15. The conductive thermosetting adhesive tape according to claim 9, wherein the thermosetting adhesive layer is a thermosetting adhesive layer formed from a thermosetting adhesive composition containing a conductive filler.

16. The conductive thermosetting adhesive tape according to claim 2, wherein the thermosetting adhesive layer is a thermosetting adhesive layer formed from a thermosetting adhesive composition containing an acrylic polymer (X) as a principal component and further containing an etherified phenolic resin (Y).

17. The conductive thermosetting adhesive tape according to claim 3, wherein the thermosetting adhesive layer is a thermosetting adhesive layer formed from a thermosetting adhesive composition containing an acrylic polymer (X) as a principal component and further containing an etherified phenolic resin (Y).

18. The conductive thermosetting adhesive tape according to claim 4, wherein the thermosetting adhesive layer is a thermosetting adhesive layer formed from a thermosetting adhesive composition containing an acrylic polymer (X) as a principal component and further containing an etherified phenolic resin (Y).

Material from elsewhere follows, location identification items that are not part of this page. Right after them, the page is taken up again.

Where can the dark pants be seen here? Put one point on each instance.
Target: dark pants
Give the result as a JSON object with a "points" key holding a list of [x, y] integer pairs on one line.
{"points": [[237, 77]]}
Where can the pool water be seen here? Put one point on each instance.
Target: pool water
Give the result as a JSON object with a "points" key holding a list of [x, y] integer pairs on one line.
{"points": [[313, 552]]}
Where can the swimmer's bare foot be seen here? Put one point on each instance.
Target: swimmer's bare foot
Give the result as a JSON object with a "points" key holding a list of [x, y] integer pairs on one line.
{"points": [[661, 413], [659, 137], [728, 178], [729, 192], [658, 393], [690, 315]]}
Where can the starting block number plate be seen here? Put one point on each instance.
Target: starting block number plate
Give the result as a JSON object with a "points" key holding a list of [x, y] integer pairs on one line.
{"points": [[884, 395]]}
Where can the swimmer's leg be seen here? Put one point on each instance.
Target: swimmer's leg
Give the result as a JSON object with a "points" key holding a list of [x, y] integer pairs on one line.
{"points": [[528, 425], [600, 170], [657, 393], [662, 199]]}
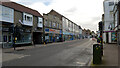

19. The conductive thermosetting adhesive tape according to claim 6, wherein the acrylic polymer (X) is an acrylic polymer further comprising a cyano-containing monomer (b) and a carboxyl-containing monomer (c) as essential monomer components.

20. The conductive thermosetting adhesive tape according to claim 2, wherein the thermosetting adhesive layer is a thermosetting adhesive layer formed from a thermosetting adhesive composition containing a conductive filler.